Back
Home

HPC Hardware & Software


Interconnects

Common switch choices

Slurm

Slurm Workload Manager

Slurm is an open source, fault-tolerant, and highly scalable cluster management and job scheduling system for large and small Linux clusters. Slurm requires no kernel modifications for its operation and is relatively self-contained. As a cluster workload manager, Slurm has three key functions. First, it allocates exclusive and/or non- exclusive access to resources (compute nodes) to users for some duration of time so they can perform work. Second, it provides a framework for starting, executing, and monitoring work (normally a parallel job) on the set of allocated nodes. Finally, it arbitrates contention for resources by managing a queue of pending work. Optional plugins can be used for accounting, advanced reservation, gang scheduling (time sharing for parallel jobs), backfill scheduling, topology optimized resource selection, resource limits by user or bank account, and sophisticated multifactor job prioritization algorithms.

Common commands:

  • scontrol
  • srun
  • squeue
  • sinfo

Ganglia

Ganglia is a scalable distributed monitoring system for high-performance computing systems... such as clusters and Grids. It is based on a hierarchical design targeted at federations of clusters.
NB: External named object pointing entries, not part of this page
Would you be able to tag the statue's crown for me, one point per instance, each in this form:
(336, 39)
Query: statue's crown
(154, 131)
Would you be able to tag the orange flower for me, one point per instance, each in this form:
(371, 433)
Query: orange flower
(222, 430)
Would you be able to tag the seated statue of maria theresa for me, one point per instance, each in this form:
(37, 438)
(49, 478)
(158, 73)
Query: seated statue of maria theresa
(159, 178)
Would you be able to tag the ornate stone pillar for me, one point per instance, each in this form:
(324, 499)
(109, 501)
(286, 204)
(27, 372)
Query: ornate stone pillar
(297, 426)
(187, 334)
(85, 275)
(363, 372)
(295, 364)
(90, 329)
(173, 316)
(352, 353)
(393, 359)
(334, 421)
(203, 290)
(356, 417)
It leverages widely used technologies such as XML for data representation, XDR for compact, portable data transport, and RRDtool for data storage and visualization. It uses carefully engineered data structures and algorithms to achieve very low per- node overheads and high concurrency. The implementation is robust, has been ported to an extensive set of operating systems and processor architectures, and is currently in use on thousands of clusters around the world. It has been used to link clusters across university campuses and around the world and can scale to handle clusters with 2000 nodes.

MPI

The most common Message Passing Interface options are mpich and mvapich.

IPMI

Intelligent Platform Management Interface
The Intelligent Platform Management Interface (IPMI) is a set of computer interface specifications for an autonomous computer subsystem that provides management and monitoring capabilities independently of the host system's CPU, firmware (BIOS or UEFI) and operating system. IPMI defines a set of interfaces used by system administrators for out-of-band management of computer systems and monitoring of their operation. For example, IPMI provides a way to manage a computer that may be powered off or otherwise unresponsive by using a network connection to the hardware rather than to an operating system or login shell. Another use case may be installing a custom operating system remotely. Without IPMI, installing a custom operating system may require an administrator to be physically present near the computer, insert a DVD or a USB flash drive containing the OS installer and complete the installation process using a monitor and a keyboard. Using IPMI, an administrator can mount an ISO image, simulate an installer DVD, and perform the installation remotely.